Let us use $T$ to define the similarity of a permutation $P = (P_1,P_2,\ldots,P_N)$ of $(1,2,\ldots,N)$ as follows.
- For a simple path $x=(x_1,x_2,\ldots,x_k)$ in $T$, let $y=(P_{x_1}, P_{x_2},\ldots,P_{x_k})$. The similarity is the maximum possible length of a longest common subsequence of $x$ and $y$.
Construct a permutation $P$ with the minimum similarity.
What is a subsequence?
A subsequence of a sequence is a sequence obtained by removing zero or more elements from that sequence and concatenating the remaining elements without changing the relative order.

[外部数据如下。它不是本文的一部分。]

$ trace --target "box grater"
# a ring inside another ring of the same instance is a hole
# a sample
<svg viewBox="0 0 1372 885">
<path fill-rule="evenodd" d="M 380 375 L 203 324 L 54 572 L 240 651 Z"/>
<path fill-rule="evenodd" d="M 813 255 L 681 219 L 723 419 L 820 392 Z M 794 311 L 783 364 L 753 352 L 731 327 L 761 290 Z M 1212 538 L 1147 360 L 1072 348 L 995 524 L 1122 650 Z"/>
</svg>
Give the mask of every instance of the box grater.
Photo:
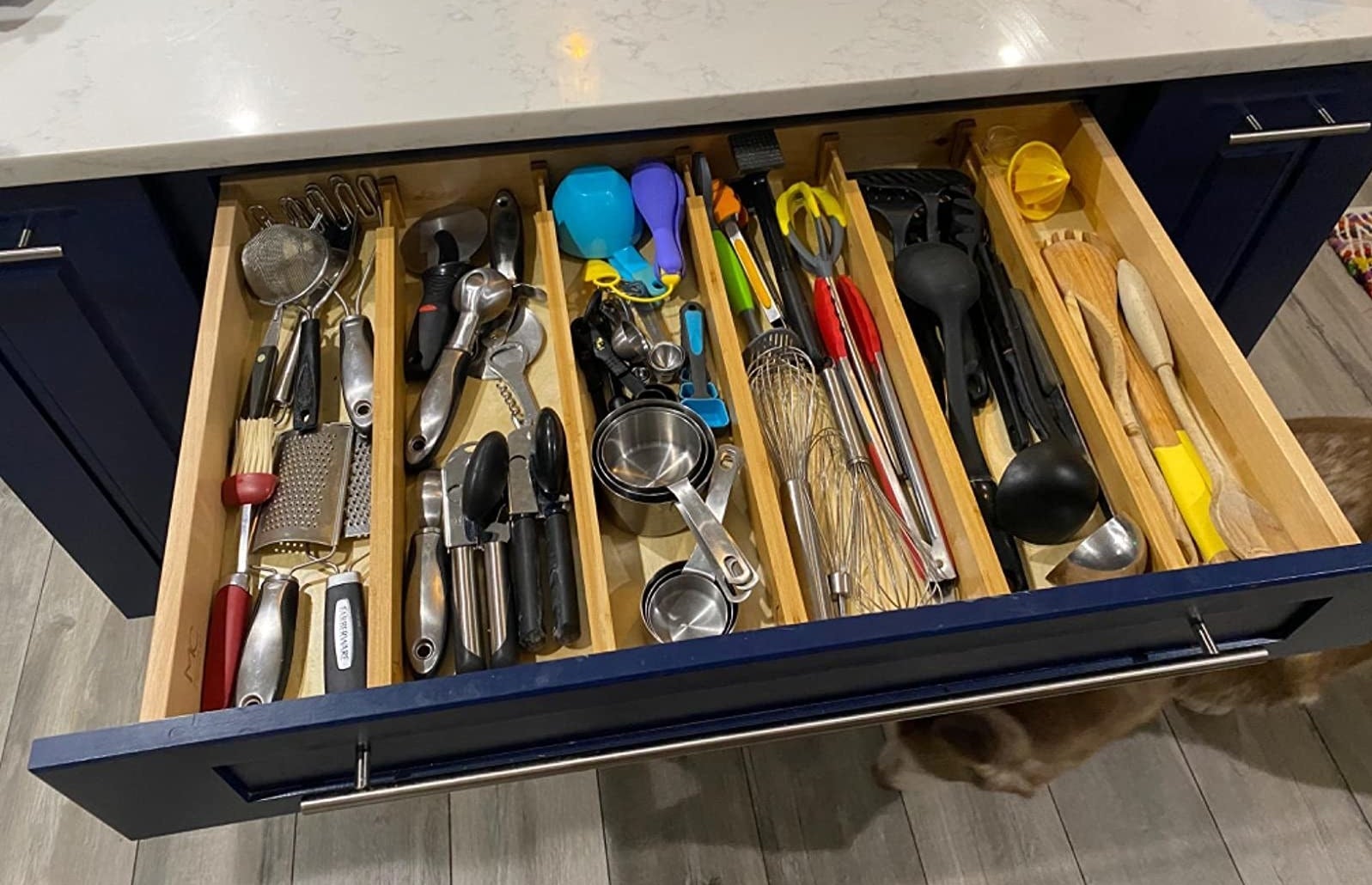
<svg viewBox="0 0 1372 885">
<path fill-rule="evenodd" d="M 258 517 L 252 552 L 338 546 L 351 456 L 353 425 L 347 423 L 325 424 L 313 434 L 281 434 L 276 493 Z"/>
<path fill-rule="evenodd" d="M 366 538 L 372 534 L 372 440 L 353 434 L 353 464 L 347 472 L 347 495 L 343 504 L 343 536 Z"/>
</svg>

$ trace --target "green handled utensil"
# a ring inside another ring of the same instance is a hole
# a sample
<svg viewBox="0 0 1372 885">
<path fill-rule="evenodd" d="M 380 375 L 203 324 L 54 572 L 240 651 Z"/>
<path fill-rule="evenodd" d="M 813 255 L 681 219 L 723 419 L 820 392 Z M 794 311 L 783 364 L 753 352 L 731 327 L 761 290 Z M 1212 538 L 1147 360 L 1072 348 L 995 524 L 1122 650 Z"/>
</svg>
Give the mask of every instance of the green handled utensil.
<svg viewBox="0 0 1372 885">
<path fill-rule="evenodd" d="M 709 161 L 705 155 L 696 152 L 690 158 L 691 180 L 696 192 L 705 200 L 705 215 L 709 217 L 709 236 L 715 241 L 715 257 L 719 259 L 719 272 L 724 277 L 724 292 L 729 294 L 729 306 L 748 327 L 748 340 L 763 333 L 761 320 L 757 318 L 757 306 L 753 303 L 753 288 L 748 284 L 748 274 L 740 263 L 734 246 L 729 236 L 719 229 L 715 221 L 715 211 L 711 207 L 712 181 L 709 174 Z"/>
</svg>

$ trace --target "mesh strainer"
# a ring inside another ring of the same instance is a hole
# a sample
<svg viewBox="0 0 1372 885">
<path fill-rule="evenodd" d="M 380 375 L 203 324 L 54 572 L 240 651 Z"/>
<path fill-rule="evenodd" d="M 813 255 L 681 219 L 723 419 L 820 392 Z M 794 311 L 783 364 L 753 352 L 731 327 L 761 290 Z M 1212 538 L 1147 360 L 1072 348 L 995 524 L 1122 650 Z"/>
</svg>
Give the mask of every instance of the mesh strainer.
<svg viewBox="0 0 1372 885">
<path fill-rule="evenodd" d="M 295 300 L 329 279 L 333 257 L 318 231 L 274 224 L 243 246 L 243 276 L 263 305 Z"/>
<path fill-rule="evenodd" d="M 372 440 L 353 434 L 353 465 L 348 468 L 347 495 L 343 504 L 343 536 L 366 538 L 372 534 Z"/>
</svg>

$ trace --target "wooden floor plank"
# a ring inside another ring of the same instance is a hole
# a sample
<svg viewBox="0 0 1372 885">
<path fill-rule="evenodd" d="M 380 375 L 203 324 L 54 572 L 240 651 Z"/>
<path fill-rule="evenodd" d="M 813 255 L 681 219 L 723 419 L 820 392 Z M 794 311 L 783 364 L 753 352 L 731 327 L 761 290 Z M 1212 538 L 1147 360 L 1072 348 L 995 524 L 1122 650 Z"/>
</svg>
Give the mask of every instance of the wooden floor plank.
<svg viewBox="0 0 1372 885">
<path fill-rule="evenodd" d="M 1051 790 L 1087 885 L 1242 881 L 1161 720 L 1111 744 Z"/>
<path fill-rule="evenodd" d="M 1365 819 L 1372 821 L 1372 670 L 1350 672 L 1325 686 L 1309 707 L 1320 737 L 1339 768 Z"/>
<path fill-rule="evenodd" d="M 771 885 L 923 882 L 899 793 L 871 778 L 881 730 L 744 751 Z"/>
<path fill-rule="evenodd" d="M 453 885 L 608 885 L 594 771 L 450 797 Z"/>
<path fill-rule="evenodd" d="M 291 881 L 295 818 L 177 833 L 139 842 L 134 885 L 277 885 Z"/>
<path fill-rule="evenodd" d="M 606 768 L 600 793 L 616 885 L 767 881 L 740 751 Z"/>
<path fill-rule="evenodd" d="M 1303 709 L 1168 719 L 1244 885 L 1335 885 L 1372 870 L 1372 829 Z"/>
<path fill-rule="evenodd" d="M 447 885 L 450 863 L 447 796 L 296 819 L 295 882 Z"/>
<path fill-rule="evenodd" d="M 1070 885 L 1081 871 L 1048 790 L 989 793 L 919 772 L 903 793 L 929 885 Z"/>
<path fill-rule="evenodd" d="M 133 877 L 134 842 L 29 774 L 33 738 L 133 722 L 148 620 L 126 620 L 54 546 L 23 659 L 4 751 L 0 870 L 12 882 L 111 882 Z"/>
<path fill-rule="evenodd" d="M 19 690 L 23 656 L 29 650 L 33 616 L 43 595 L 43 578 L 48 571 L 52 536 L 29 508 L 0 482 L 0 600 L 5 616 L 0 617 L 0 741 L 10 730 L 10 711 Z"/>
</svg>

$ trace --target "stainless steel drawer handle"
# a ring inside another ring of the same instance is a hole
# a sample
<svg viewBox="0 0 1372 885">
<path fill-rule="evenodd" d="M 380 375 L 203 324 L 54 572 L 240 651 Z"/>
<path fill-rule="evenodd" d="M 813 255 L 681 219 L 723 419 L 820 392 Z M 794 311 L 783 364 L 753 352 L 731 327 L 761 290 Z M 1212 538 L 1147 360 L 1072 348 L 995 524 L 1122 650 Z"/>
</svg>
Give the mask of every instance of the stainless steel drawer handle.
<svg viewBox="0 0 1372 885">
<path fill-rule="evenodd" d="M 62 258 L 60 246 L 29 246 L 27 248 L 0 248 L 0 265 L 21 265 L 26 261 Z"/>
<path fill-rule="evenodd" d="M 1299 139 L 1329 139 L 1332 136 L 1360 136 L 1372 132 L 1372 121 L 1340 123 L 1323 106 L 1316 106 L 1314 113 L 1324 121 L 1321 125 L 1294 126 L 1291 129 L 1264 129 L 1257 117 L 1247 114 L 1243 121 L 1249 123 L 1249 132 L 1231 133 L 1229 145 L 1270 144 L 1272 141 L 1297 141 Z"/>
<path fill-rule="evenodd" d="M 1209 637 L 1209 631 L 1206 631 L 1206 637 Z M 1213 648 L 1213 645 L 1210 648 Z M 919 719 L 922 716 L 955 713 L 967 709 L 974 709 L 978 707 L 995 707 L 997 704 L 1013 704 L 1015 701 L 1030 701 L 1058 694 L 1089 692 L 1092 689 L 1118 686 L 1129 682 L 1142 682 L 1144 679 L 1191 676 L 1202 672 L 1211 672 L 1216 670 L 1228 670 L 1231 667 L 1257 664 L 1266 659 L 1268 659 L 1268 650 L 1265 648 L 1254 648 L 1254 649 L 1244 649 L 1239 652 L 1224 652 L 1224 653 L 1214 653 L 1210 649 L 1205 649 L 1199 656 L 1177 661 L 1168 661 L 1163 664 L 1147 664 L 1143 667 L 1132 667 L 1129 670 L 1118 670 L 1106 674 L 1093 674 L 1089 676 L 1074 676 L 1070 679 L 1058 679 L 1055 682 L 1044 682 L 1039 685 L 1021 686 L 1014 689 L 981 692 L 977 694 L 965 694 L 960 697 L 940 698 L 936 701 L 919 701 L 915 704 L 903 704 L 899 707 L 888 707 L 884 709 L 870 709 L 858 713 L 830 716 L 825 719 L 811 719 L 805 722 L 790 722 L 785 724 L 766 726 L 760 729 L 746 729 L 744 731 L 712 734 L 701 738 L 671 741 L 667 744 L 654 744 L 650 746 L 634 746 L 628 749 L 608 751 L 604 753 L 593 753 L 587 756 L 573 756 L 571 759 L 554 759 L 550 762 L 536 762 L 523 766 L 510 766 L 506 768 L 472 771 L 468 774 L 458 774 L 447 778 L 435 778 L 431 781 L 412 781 L 406 783 L 398 783 L 394 786 L 380 786 L 376 789 L 366 789 L 366 783 L 369 781 L 369 774 L 370 774 L 368 770 L 370 753 L 368 746 L 362 745 L 358 748 L 358 760 L 357 760 L 358 762 L 357 783 L 359 786 L 347 793 L 305 799 L 300 801 L 300 814 L 320 814 L 324 811 L 336 811 L 339 808 L 357 808 L 361 805 L 373 805 L 377 803 L 395 801 L 398 799 L 412 799 L 416 796 L 431 796 L 436 793 L 451 793 L 454 790 L 472 789 L 477 786 L 493 786 L 497 783 L 506 783 L 510 781 L 521 781 L 524 778 L 546 777 L 553 774 L 571 774 L 573 771 L 589 771 L 593 768 L 606 768 L 609 766 L 622 766 L 637 762 L 650 762 L 654 759 L 671 759 L 675 756 L 686 756 L 689 753 L 702 753 L 707 751 L 733 749 L 748 744 L 763 744 L 767 741 L 781 741 L 781 740 L 797 738 L 812 734 L 825 734 L 829 731 L 842 731 L 845 729 L 881 724 L 885 722 L 895 722 L 899 719 Z"/>
</svg>

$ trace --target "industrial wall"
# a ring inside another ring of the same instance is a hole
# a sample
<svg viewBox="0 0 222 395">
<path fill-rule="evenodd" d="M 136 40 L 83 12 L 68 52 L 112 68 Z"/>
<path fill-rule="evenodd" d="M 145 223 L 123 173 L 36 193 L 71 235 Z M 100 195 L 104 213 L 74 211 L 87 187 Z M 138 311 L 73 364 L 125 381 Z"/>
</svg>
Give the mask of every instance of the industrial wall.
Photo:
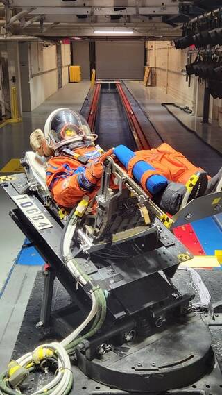
<svg viewBox="0 0 222 395">
<path fill-rule="evenodd" d="M 203 116 L 204 83 L 191 76 L 190 87 L 185 71 L 187 49 L 176 49 L 169 41 L 149 41 L 147 48 L 148 65 L 154 67 L 156 86 L 169 94 L 176 103 L 188 106 L 195 115 Z M 194 61 L 196 53 L 192 55 Z M 222 126 L 222 100 L 210 96 L 210 119 L 217 119 Z"/>
<path fill-rule="evenodd" d="M 69 82 L 70 44 L 60 44 L 62 86 Z M 19 43 L 21 92 L 23 111 L 32 111 L 58 89 L 56 45 Z"/>
<path fill-rule="evenodd" d="M 29 44 L 31 110 L 40 106 L 58 89 L 56 46 Z"/>
<path fill-rule="evenodd" d="M 71 65 L 71 49 L 69 44 L 61 44 L 62 86 L 69 82 L 69 67 Z"/>
<path fill-rule="evenodd" d="M 196 78 L 191 77 L 190 87 L 182 72 L 187 63 L 187 51 L 177 50 L 169 41 L 149 41 L 148 65 L 155 67 L 156 85 L 175 100 L 193 108 L 196 103 Z"/>
<path fill-rule="evenodd" d="M 142 80 L 144 78 L 144 42 L 142 41 L 97 41 L 97 78 Z"/>
</svg>

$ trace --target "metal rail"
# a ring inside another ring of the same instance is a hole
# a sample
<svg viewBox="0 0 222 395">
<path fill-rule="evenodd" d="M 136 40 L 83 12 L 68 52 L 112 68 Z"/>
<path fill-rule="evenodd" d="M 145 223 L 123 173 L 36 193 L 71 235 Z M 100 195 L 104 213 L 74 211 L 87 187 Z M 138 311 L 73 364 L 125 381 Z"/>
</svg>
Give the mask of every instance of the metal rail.
<svg viewBox="0 0 222 395">
<path fill-rule="evenodd" d="M 133 111 L 126 94 L 124 92 L 120 83 L 116 84 L 117 89 L 121 99 L 123 106 L 126 110 L 127 117 L 128 119 L 132 133 L 134 135 L 136 144 L 138 149 L 151 149 L 151 146 L 147 141 L 143 130 L 138 121 L 138 119 Z"/>
<path fill-rule="evenodd" d="M 96 85 L 90 107 L 90 110 L 87 117 L 87 122 L 92 132 L 94 132 L 95 129 L 95 123 L 96 123 L 98 104 L 99 101 L 101 87 L 101 85 L 100 83 Z"/>
</svg>

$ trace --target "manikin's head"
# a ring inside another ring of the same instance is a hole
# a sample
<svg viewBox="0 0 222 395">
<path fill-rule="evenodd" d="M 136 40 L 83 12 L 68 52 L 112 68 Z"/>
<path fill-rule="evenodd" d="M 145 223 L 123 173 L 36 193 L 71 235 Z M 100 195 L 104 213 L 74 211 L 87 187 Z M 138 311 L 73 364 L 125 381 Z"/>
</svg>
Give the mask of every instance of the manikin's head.
<svg viewBox="0 0 222 395">
<path fill-rule="evenodd" d="M 70 108 L 58 108 L 48 117 L 44 126 L 48 144 L 54 151 L 94 145 L 97 135 L 92 133 L 83 117 Z"/>
</svg>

For instance, \((10,30)\) is a subsequence of \((10,20,30)\), but \((20,10)\) is not.
What is a simple path?
For vertices $X$ and $Y$ in a graph $G$, a walk from $X$ to $Y$ is a sequence of vertices $v_1,v_2, \ldots, v_k$ such that $v_1=X$, $v_k=Y$, and there is an edge connecting $v_i$ and $v_{i+1}$. A simple path (or simply a path) is a walk such that $v_1,v_2, \ldots, v_k$ are all different.Constraints
- $2 \leq N \leq 5000$
- $1\leq u_i,v_i\leq N$
- The given graph is a tree.
- All numbers in the input are integers.
Input
The input is given from Standard Input in the following format:
$N$
$u_1$ $v_1$
$u_2$ $v_2$
$\vdots$
$u_{N-1}$ $v_{N-1}$
Output
Print a permutation $P$ with the minimum similarity, separated by spaces. If multiple solutions exist, you may print any of them.
Sample Input 1
3 1 2 2 3
Sample Output 1
3 2 1
This permutation has a similarity of $1$, which can be computed as follows.
-
For $x=(1)$, we have $y=(P_1)=(3)$. The length of a longest common subsequence of $x$ and $y$ is $0$.
-
For $x=(2)$, we have $y=(P_2)=(2)$. The length of a longest common subsequence of $x$ and $y$ is $1$.
-
For $x=(3)$, we have $y=(P_2)=(1)$. The length of a longest common subsequence of $x$ and $y$ is $0$.
-
For $x=(1,2)$, we have $y=(P_1,P_2)=(3,2)$. The length of a longest common subsequence of $x$ and $y$ is $1$. The same goes for $x=(2,1)$, the reversal of $(1,2)$.
-
For $x=(2,3)$, we have $y=(P_2,P_3)=(2,1)$. The length of a longest common subsequence of $x$ and $y$ is $1$. The same goes for $x=(3,2)$, the reversal of $(2,3)$.
-
For $x=(1,2,3)$, we have $y=(P_1,P_2,P_3)=(3,2,1)$. The length of a longest common subsequence of $x$ and $y$ is $1$. The same goes for $x=(3,2,1)$, the reversal of $(1,2,3)$.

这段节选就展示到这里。